BambuLab basically locks down their entire 3D printer ecosystem with this ridiculous cloud authorization system.
You want to print locally via your LAN? Sorry, the cloud needs to authorize your g-code first.
Want to use another slicer to send your job to the printer? Sorry, no.
Would it really still surprise anyone if DRM'd filaments are next on their agenda? Their printers are good, their prices are cheap, but please, stop supporting this company.
https://blog.bambulab.com/firmware-update-introducing-new-authorization-control-system-2/
...and less than 24 hours later, the BambuConnect app has been de-obfuscated, including Bambu's private key to sign HTTP requests.
https://hastebin.skyra.pw/pufugimoye.js
So much for their laughable security claims.
@fribbledom
Serves them right, lmao. Still glad I don't own a Bambu printer
@fribbledom ffffuck this noise... I hated them for the constant astroturfing, now I hate them even more...
@fribbledom thanks for posting this, I stirred up some shit on Reddit.

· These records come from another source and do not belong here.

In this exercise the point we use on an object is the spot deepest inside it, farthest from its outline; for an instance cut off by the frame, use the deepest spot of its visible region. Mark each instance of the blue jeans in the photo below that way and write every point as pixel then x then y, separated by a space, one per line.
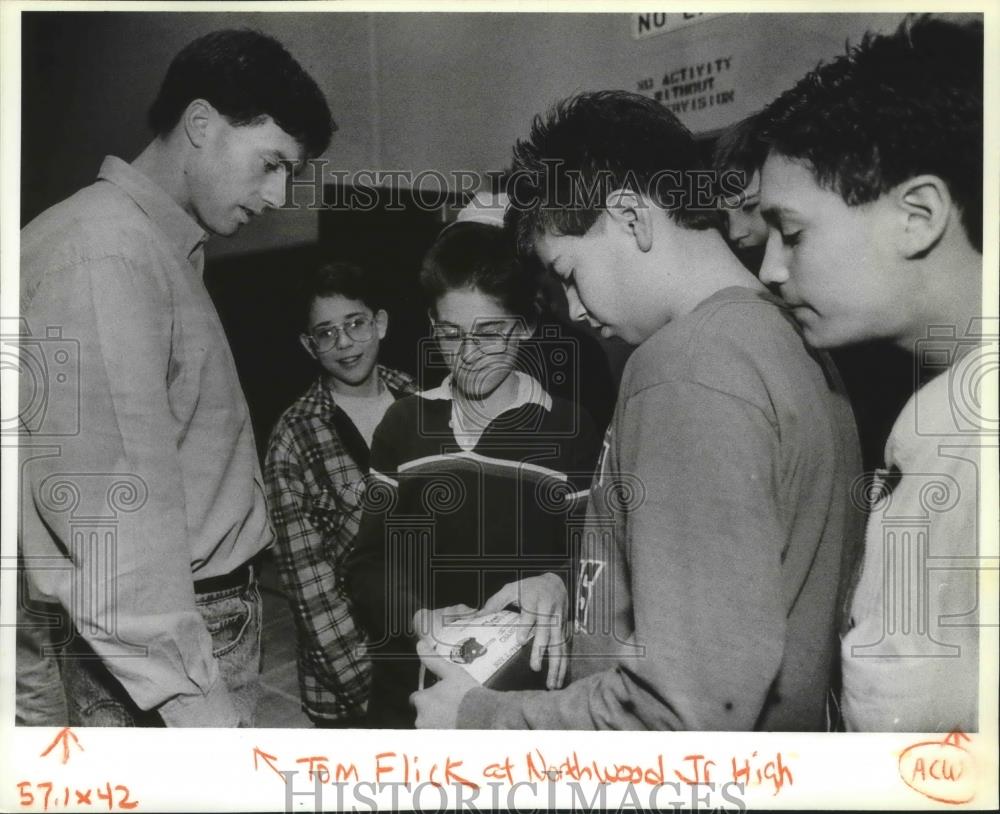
pixel 41 700
pixel 233 618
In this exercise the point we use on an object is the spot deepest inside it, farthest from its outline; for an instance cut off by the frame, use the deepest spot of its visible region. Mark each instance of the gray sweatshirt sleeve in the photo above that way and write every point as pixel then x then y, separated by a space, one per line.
pixel 702 561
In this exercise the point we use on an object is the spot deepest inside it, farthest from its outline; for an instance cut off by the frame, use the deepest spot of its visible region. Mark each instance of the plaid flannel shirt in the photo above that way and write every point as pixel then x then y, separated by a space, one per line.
pixel 315 469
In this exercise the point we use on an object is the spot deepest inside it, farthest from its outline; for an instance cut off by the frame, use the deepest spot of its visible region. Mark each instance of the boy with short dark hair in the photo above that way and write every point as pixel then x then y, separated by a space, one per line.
pixel 710 565
pixel 873 192
pixel 157 409
pixel 317 460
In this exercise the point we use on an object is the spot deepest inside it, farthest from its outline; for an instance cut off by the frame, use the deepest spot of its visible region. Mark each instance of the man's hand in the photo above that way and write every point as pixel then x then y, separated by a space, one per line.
pixel 427 624
pixel 544 606
pixel 437 706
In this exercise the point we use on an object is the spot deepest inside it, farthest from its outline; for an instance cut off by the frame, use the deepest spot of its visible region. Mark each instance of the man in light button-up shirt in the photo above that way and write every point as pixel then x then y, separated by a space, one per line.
pixel 142 500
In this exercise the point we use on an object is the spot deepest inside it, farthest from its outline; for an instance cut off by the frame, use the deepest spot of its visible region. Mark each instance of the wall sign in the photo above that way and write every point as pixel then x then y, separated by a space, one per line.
pixel 652 24
pixel 684 89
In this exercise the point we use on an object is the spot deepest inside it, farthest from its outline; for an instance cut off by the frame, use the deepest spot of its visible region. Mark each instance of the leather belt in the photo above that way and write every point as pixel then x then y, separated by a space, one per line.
pixel 240 577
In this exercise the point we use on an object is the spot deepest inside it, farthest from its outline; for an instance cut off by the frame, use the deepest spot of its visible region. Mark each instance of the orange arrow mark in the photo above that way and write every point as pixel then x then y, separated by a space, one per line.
pixel 266 758
pixel 64 737
pixel 956 736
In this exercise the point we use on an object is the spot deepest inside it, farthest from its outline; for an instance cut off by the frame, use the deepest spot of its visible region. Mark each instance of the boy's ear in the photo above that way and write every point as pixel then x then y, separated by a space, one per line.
pixel 925 205
pixel 304 339
pixel 197 121
pixel 381 323
pixel 633 212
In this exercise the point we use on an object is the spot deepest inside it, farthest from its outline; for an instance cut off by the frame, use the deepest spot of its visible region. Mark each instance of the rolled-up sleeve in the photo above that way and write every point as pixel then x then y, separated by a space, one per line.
pixel 111 502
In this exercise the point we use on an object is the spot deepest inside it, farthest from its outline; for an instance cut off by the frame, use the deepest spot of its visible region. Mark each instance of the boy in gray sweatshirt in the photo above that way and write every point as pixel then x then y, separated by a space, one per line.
pixel 720 516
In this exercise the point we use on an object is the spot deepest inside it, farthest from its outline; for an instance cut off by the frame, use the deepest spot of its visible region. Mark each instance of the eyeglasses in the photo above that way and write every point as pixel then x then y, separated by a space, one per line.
pixel 327 337
pixel 452 339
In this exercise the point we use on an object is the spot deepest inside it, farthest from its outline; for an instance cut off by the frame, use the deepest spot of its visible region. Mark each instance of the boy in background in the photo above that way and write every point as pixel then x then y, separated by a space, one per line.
pixel 710 564
pixel 317 460
pixel 873 192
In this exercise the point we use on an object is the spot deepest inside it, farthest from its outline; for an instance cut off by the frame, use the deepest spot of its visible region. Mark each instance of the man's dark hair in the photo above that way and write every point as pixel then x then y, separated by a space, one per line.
pixel 245 75
pixel 591 144
pixel 347 280
pixel 480 256
pixel 740 148
pixel 891 108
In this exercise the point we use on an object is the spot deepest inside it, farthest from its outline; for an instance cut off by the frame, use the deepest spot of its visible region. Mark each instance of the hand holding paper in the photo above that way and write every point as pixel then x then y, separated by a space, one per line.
pixel 544 606
pixel 437 706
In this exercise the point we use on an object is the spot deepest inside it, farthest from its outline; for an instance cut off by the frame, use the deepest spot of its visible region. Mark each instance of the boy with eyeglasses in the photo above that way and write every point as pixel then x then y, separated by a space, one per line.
pixel 317 460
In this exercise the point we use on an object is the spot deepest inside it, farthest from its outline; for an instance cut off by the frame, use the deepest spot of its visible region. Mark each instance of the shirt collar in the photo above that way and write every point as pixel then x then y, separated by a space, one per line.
pixel 180 228
pixel 529 391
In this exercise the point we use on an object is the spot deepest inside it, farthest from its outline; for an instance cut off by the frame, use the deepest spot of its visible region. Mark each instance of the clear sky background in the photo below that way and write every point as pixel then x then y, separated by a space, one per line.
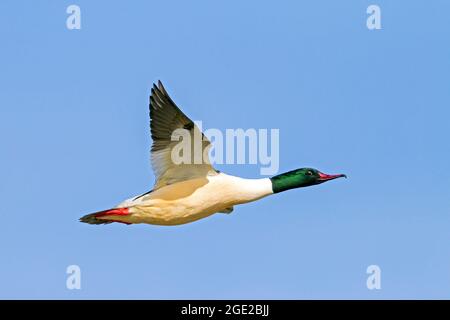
pixel 74 139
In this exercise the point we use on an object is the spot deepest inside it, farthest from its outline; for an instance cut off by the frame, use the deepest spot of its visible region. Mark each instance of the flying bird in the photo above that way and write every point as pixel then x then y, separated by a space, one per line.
pixel 187 192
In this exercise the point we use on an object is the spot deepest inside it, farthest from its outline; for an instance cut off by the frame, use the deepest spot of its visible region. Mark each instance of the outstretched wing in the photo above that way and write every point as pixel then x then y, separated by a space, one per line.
pixel 165 118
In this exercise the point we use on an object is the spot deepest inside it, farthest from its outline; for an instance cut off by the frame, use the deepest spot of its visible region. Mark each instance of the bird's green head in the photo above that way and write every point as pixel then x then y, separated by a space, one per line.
pixel 299 178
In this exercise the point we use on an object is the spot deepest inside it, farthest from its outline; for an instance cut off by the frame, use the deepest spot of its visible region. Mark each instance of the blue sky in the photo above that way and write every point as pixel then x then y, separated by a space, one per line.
pixel 74 139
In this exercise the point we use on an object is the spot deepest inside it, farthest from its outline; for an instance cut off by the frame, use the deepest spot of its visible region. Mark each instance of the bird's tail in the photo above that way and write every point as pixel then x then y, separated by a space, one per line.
pixel 100 216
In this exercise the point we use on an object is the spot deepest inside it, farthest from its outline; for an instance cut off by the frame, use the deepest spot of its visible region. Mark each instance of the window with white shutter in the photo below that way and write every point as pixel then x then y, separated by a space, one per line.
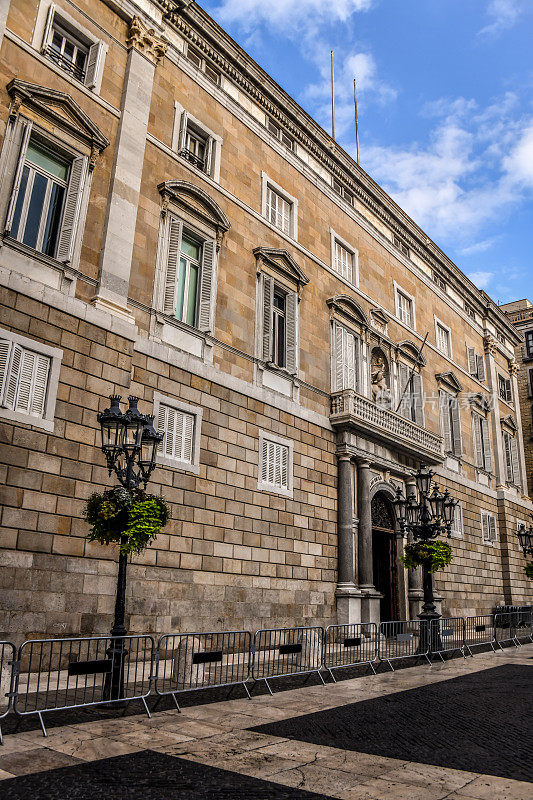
pixel 275 464
pixel 180 425
pixel 29 374
pixel 489 532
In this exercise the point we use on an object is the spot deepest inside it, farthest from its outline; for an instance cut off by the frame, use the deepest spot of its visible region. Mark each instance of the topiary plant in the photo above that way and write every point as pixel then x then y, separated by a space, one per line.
pixel 433 555
pixel 130 519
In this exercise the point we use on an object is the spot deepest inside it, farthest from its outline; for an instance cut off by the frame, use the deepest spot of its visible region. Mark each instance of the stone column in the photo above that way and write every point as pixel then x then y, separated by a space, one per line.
pixel 347 594
pixel 514 368
pixel 145 50
pixel 370 598
pixel 414 576
pixel 492 381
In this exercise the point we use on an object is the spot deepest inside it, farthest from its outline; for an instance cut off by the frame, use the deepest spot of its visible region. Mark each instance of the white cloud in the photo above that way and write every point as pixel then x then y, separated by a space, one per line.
pixel 502 14
pixel 249 13
pixel 481 279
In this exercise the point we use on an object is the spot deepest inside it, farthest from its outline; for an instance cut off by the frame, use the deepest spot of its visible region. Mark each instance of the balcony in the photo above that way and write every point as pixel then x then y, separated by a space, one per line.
pixel 350 410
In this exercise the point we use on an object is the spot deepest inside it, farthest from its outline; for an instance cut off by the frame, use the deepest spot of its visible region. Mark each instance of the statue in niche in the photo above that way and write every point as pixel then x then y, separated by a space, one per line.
pixel 379 373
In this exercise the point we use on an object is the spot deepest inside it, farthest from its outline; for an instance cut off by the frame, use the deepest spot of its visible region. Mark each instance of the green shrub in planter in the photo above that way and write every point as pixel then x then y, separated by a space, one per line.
pixel 130 519
pixel 434 555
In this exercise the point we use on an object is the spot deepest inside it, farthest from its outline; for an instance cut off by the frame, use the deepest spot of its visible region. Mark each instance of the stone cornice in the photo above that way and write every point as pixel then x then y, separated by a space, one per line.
pixel 197 27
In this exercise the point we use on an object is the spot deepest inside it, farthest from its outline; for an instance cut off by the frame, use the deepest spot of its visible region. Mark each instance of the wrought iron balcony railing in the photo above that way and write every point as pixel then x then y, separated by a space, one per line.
pixel 350 409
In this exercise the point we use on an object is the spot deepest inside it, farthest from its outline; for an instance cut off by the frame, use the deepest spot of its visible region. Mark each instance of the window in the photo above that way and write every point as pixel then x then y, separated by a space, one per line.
pixel 476 364
pixel 482 445
pixel 512 465
pixel 195 142
pixel 278 210
pixel 279 325
pixel 489 530
pixel 346 358
pixel 343 191
pixel 180 425
pixel 401 246
pixel 275 464
pixel 450 423
pixel 529 344
pixel 280 134
pixel 72 48
pixel 278 207
pixel 404 308
pixel 442 335
pixel 410 394
pixel 196 58
pixel 29 372
pixel 189 282
pixel 45 201
pixel 457 529
pixel 504 389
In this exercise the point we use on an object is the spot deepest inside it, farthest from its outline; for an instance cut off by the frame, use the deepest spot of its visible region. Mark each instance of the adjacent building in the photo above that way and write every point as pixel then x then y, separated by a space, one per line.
pixel 175 227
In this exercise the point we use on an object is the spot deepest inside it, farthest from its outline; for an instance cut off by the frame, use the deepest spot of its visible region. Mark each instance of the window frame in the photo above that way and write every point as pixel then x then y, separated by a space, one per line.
pixel 47 421
pixel 268 184
pixel 399 291
pixel 335 240
pixel 197 412
pixel 264 486
pixel 42 36
pixel 447 330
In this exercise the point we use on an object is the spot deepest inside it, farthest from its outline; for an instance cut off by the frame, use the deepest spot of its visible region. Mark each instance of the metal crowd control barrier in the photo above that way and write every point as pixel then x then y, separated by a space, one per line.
pixel 7 679
pixel 190 661
pixel 404 639
pixel 350 645
pixel 57 674
pixel 447 636
pixel 479 631
pixel 287 651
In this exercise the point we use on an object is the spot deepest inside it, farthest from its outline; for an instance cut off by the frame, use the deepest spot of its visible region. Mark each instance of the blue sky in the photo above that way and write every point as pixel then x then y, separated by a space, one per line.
pixel 445 91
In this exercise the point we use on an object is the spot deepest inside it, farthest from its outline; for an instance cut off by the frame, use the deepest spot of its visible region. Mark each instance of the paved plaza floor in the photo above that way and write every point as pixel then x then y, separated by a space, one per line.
pixel 460 730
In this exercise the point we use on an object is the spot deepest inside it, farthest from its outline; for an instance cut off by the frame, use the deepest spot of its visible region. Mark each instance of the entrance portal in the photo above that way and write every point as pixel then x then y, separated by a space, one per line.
pixel 384 557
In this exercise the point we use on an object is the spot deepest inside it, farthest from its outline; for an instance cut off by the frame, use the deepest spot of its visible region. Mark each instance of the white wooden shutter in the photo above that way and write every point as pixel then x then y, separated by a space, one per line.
pixel 5 352
pixel 480 361
pixel 94 59
pixel 182 142
pixel 456 427
pixel 444 403
pixel 10 393
pixel 418 398
pixel 515 465
pixel 291 330
pixel 478 442
pixel 268 300
pixel 487 447
pixel 47 38
pixel 71 209
pixel 22 141
pixel 173 233
pixel 207 283
pixel 472 363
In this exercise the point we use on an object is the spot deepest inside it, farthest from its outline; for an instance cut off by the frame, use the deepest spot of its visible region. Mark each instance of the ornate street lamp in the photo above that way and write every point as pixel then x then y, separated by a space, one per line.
pixel 129 443
pixel 425 518
pixel 525 537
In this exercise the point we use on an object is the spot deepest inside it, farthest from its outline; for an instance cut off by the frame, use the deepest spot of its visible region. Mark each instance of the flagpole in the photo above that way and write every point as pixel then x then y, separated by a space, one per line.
pixel 332 99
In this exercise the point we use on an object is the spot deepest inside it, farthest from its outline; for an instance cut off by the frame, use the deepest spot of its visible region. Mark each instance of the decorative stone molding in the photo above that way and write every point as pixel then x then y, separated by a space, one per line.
pixel 146 40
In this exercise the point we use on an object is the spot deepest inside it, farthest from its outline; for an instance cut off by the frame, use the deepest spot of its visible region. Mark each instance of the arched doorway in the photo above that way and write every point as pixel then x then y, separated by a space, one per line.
pixel 384 556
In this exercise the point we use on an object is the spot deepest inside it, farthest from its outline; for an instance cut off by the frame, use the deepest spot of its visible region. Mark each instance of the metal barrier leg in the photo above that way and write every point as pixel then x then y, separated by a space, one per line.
pixel 42 723
pixel 146 707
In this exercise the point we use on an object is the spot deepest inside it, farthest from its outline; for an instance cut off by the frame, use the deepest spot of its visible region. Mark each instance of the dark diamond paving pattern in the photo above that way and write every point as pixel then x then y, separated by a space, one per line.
pixel 145 776
pixel 479 723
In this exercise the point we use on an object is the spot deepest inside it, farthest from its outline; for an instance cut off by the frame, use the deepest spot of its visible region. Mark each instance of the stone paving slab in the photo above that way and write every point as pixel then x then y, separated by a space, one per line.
pixel 223 736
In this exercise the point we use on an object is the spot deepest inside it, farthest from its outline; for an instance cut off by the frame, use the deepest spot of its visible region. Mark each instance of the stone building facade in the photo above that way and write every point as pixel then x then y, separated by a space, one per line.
pixel 176 227
pixel 520 313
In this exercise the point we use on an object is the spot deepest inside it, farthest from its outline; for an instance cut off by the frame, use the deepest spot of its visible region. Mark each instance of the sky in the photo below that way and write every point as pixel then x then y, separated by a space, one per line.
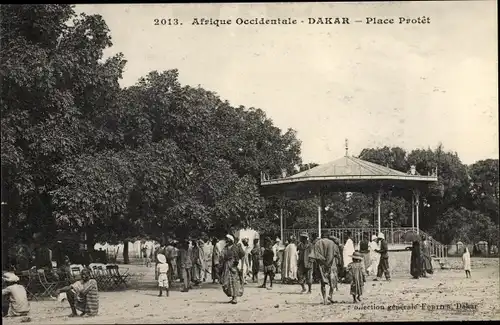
pixel 405 85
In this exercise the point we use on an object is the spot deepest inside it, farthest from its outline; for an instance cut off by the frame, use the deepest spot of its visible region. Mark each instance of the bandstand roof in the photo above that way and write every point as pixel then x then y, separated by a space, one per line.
pixel 346 174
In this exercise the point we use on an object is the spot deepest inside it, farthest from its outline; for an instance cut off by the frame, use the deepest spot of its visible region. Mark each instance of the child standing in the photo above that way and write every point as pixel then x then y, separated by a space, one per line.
pixel 357 273
pixel 162 270
pixel 18 304
pixel 269 268
pixel 466 261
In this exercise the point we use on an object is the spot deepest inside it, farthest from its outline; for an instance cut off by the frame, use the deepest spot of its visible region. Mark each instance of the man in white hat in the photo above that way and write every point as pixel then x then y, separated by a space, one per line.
pixel 383 265
pixel 18 298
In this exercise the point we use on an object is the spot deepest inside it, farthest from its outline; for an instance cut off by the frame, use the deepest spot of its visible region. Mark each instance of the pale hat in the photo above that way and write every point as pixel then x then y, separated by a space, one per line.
pixel 10 277
pixel 161 258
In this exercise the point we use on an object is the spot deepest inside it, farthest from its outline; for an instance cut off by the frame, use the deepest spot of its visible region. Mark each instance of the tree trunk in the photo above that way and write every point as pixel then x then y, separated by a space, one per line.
pixel 5 237
pixel 126 259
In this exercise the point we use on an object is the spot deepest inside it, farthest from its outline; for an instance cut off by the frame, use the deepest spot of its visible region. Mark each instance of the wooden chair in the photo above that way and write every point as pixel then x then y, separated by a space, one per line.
pixel 48 287
pixel 29 279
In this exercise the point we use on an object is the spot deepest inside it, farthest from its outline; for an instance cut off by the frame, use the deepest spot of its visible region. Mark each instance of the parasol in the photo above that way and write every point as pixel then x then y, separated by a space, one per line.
pixel 411 236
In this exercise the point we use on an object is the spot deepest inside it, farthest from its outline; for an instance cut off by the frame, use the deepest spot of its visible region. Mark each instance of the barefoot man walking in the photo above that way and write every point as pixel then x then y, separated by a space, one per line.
pixel 305 265
pixel 325 253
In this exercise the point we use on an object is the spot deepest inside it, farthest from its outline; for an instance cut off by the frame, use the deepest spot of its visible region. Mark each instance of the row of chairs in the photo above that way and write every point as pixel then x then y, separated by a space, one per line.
pixel 108 277
pixel 39 285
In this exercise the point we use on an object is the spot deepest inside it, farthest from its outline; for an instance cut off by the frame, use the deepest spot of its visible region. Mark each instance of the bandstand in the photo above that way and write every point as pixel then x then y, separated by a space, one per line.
pixel 350 174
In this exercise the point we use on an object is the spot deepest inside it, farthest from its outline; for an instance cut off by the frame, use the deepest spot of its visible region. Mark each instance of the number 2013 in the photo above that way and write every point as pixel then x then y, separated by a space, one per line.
pixel 169 21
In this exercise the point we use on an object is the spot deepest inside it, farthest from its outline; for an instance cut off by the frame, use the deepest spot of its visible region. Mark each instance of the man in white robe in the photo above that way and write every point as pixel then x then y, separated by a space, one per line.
pixel 348 250
pixel 374 256
pixel 290 262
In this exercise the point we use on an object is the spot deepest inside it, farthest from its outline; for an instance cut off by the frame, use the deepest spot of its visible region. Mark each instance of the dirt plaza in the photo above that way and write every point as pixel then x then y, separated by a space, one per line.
pixel 446 295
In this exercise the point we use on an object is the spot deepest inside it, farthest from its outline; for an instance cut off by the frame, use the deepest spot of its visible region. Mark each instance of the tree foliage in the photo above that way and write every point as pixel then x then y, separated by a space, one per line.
pixel 164 159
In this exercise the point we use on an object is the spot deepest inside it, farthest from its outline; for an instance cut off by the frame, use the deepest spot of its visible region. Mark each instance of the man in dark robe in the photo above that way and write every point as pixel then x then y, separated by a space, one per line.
pixel 305 264
pixel 425 252
pixel 416 260
pixel 325 253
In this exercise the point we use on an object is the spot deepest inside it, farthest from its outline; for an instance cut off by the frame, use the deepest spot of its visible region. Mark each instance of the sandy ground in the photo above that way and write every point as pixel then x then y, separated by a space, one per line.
pixel 432 298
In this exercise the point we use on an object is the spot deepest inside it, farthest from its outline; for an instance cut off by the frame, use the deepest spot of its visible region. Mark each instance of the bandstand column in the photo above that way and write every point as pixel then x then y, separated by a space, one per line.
pixel 379 197
pixel 417 204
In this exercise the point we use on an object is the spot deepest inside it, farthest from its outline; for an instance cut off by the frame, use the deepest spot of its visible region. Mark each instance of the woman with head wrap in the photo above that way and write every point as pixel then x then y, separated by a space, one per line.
pixel 17 303
pixel 231 278
pixel 290 259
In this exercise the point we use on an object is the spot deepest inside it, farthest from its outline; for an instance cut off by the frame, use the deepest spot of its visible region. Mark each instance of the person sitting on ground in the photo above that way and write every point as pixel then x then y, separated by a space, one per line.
pixel 82 295
pixel 17 304
pixel 269 264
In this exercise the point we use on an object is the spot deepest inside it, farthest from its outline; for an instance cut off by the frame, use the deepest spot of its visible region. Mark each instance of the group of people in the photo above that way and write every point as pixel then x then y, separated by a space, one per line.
pixel 82 296
pixel 231 263
pixel 189 261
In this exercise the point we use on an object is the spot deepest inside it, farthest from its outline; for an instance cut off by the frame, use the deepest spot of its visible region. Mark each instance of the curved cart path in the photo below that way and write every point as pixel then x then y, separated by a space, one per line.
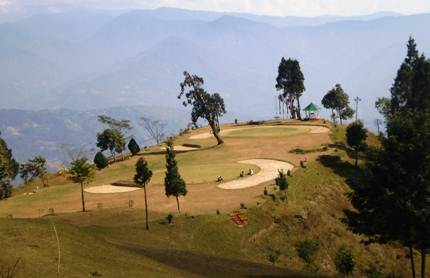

@fribbledom nice, someone beat me to it, i had the exe open in ghidra on friday but couldn't find anything useful
@fribbledom@mastodon.social
Just to make sure nobody overreacts to this:
It seems like many ppl are misinterpreting the implicationshttps://www.reddit.com/r/BambuLab/comments/1i4k9m2/comment/m7zxwlb/
These keys can only be used to replicate what bambu connect is doing (talking to official API servers in a very limited manner) without relying on closed source binaries.
The overall device security isn't "broken" because of this and it won't allow third party slicers to use e.g. camera live view either
Which breaks the new auth layer they're trying to introduce.
Context is everything: what you quoted is a response to people suggesting they may have used the same private key for other parts of the system, which would be ridiculous.
@fribbledom@mastodon.social I didn't claim otherwise
And you can revoke access for exposed keys in your API, so nothing is broken.
... and then they'll release a new BambuConnect version with a new key? Which then is immediately leaked again?
I'm not sure what you're trying to suggest, this solution simply doesn't work.
@fribbledom@mastodon.social They patch the issue and don't need to leak it anymore.
I'm getting the feeling you're really not quite understanding the situation.
You're supposed to run this software on your desktop. There's no technical way to release this and also keep the key private.
@fribbledom@mastodon.social
There are ways to make this secure, even if the private key is exposed to the user.
A very simple example would be a CA-like system, where the BambuLab-Servers sign the Public-Keys that are generated by the Connector, which can then be verified by the printers.
And yes, such a system can be extended so that 3rd-Party-Systems can still communicate with the printers.